GRAND RAPIDS, Mich. (WOOD) — Today’s question comes from Addy! She wants to know, “why are clouds white?” This is an excellent question and once again has to do with how light travels and interacts with objects once it hits the atmosphere.
Let’s start at the beginning. Light traveling to us from the sun is known as white light. Even though it appears white to us, it actually contains all the colors of the rainbow.
Make a rainbow experiment!
You can do this at home! White light is all around us. You can see white light from the sunshine beaming into your house. Or you can use a flashlight to create your own beam of white light. Every single beam of white light contains all the colors of the rainbow.
Using a prism, a hose, or a cup of water with a mirror, transform a beam of white light into a splash of rainbow color.
Why is the sky blue?
Now that we know white light contains all the colors of the rainbow, it’s much easier to explain why the sky appears blue!

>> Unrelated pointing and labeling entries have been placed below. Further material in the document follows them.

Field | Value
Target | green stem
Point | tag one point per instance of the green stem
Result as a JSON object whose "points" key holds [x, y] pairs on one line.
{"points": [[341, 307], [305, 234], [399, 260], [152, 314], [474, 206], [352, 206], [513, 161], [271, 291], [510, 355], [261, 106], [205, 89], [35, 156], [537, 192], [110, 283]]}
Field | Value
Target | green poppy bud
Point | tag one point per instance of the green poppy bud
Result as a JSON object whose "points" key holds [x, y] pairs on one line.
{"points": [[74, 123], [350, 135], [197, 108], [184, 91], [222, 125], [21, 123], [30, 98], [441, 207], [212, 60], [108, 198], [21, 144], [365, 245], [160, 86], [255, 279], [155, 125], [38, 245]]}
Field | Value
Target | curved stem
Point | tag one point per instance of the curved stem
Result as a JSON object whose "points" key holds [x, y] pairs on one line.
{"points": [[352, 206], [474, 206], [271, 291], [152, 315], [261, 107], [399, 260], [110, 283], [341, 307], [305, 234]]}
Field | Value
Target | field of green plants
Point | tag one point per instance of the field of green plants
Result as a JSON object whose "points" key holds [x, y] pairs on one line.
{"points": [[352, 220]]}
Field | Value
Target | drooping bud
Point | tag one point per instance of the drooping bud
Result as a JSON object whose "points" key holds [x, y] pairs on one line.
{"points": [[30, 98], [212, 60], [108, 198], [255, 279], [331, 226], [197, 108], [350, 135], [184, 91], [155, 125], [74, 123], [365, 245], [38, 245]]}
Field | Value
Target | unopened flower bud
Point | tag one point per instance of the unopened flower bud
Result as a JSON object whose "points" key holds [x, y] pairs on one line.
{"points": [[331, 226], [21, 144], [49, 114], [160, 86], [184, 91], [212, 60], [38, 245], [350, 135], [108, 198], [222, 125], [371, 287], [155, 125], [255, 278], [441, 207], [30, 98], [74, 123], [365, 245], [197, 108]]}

When white light hits the atmosphere the particles of air enter into the atmosphere and hit particles of air, the air does something special. The air scatters the higher wavelengths of light like red, orange, yellow and green, much less than color like Blue.
Because the air scatters back out blue light so much more, we see that scattered blue light as blue! This is why the sky looks blue.
A similar thing happens with objects all over the world. Grass looks green, for example, because grass will absorb all but green light. Grass will scatter green light back out, and so it appears green to us.
Why do clouds look white?
Water droplets are special. They are one of the substances that scatter light perfectly. Instead of absorbing one color and scattering another, cloud droplets scatter all colors of the light equally.
Sometimes clouds will appear gray when the water droplets stack up and begin to build shadows inside the cloud.
Ice crystals high in the sky also scatter white light perfectly. Often the brightest white clouds are the ones that are highest in the sky, like cirrus clouds.